Batam, Batamnews - Kementerian Komunikasi dan Informatika (Kemkominfo) sedang mempelajari kebijakan terbaru dari Pemerintah China yang mewajibkan para influencer memiliki sertifikasi sebelum membuat konten di bidang tertentu.
Bonifasius Wahyu Pudjianto, Kepala Badan Pengembangan Sumber Daya Manusia (BPSDM) Kemkominfo, mengungkapkan bahwa pembahasan saat ini masih dalam tahap analisis internal.
“Informasinya masih baru, jadi kami masih mengkajinya. Di grup WhatsApp, kami sedang mendiskusikan isu ini, tentang adanya negara yang sudah menerapkan kebijakan semacam itu. Semuanya masih dalam tahap penelaahan,” jelas Bonifasius di Jakarta, Jumat, 31 Oktober 2025.
Baca juga: Nothing Ear (3) Review: Inikah Earbuds TWS Terbaik Mereka Sejauh Ini?
Bonifasius menegaskan bahwa Kemkominfo aktif memantau dan mempelajari berbagai kebijakan digital di tingkat global. Tujuannya, untuk menjaga ekosistem digital Indonesia tetap sehat dan bertanggung jawab.

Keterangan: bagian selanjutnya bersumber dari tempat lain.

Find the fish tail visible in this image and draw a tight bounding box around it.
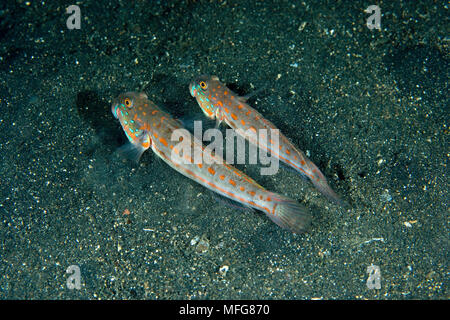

Sebagai contoh, Indonesia sebelumnya juga telah menyesuaikan kebijakan dari Australia mengenai pembatasan media sosial bagi anak di bawah umur. Hasilnya, terbitlah Peraturan Pemerintah Nomor 17 Tahun 2025 tentang Tata Kelola Penyelenggaraan Sistem Elektronik dalam Perlindungan Anak (PP Tunas).
Kebijakan sertifikasi influencer di China dinilai bertujuan membatasi misinformasi, terutama di bidang sensitif seperti kesehatan dan keuangan. Meski demikian, Bonifasius menekankan bahwa Indonesia akan berhati-hati agar tidak sampai membatasi kebebasan berekspresi.
“Kita perlu menjaga, tapi jangan sampai terlalu mengekang. Kompetensi memang diperlukan, agar tidak muncul konten-konten yang menyesatkan,” ujarnya.
Baca juga: Samsung Galaxy A17 Resmi Dirilis, Teman Berkarya untuk Kreator dan Affiliator Muda
Hingga saat ini, pemerintah belum memutuskan apakah kebijakan serupa akan diterapkan di Indonesia. Menurut Bonifasius, Kemkominfo masih membuka ruang dialog dengan berbagai pihak untuk mendengarkan masukan sebelum merumuskan kebijakan lebih lanjut.
“Kita harus mendengar masukan. Jika memang diperlukan, bagaimana penerapannya? Pasti akan ada penjenjangan. Siapa saja yang akan menjadi sasaran? Mengingat jumlah kreator konten saat ini sangat banyak,” pungkasnya.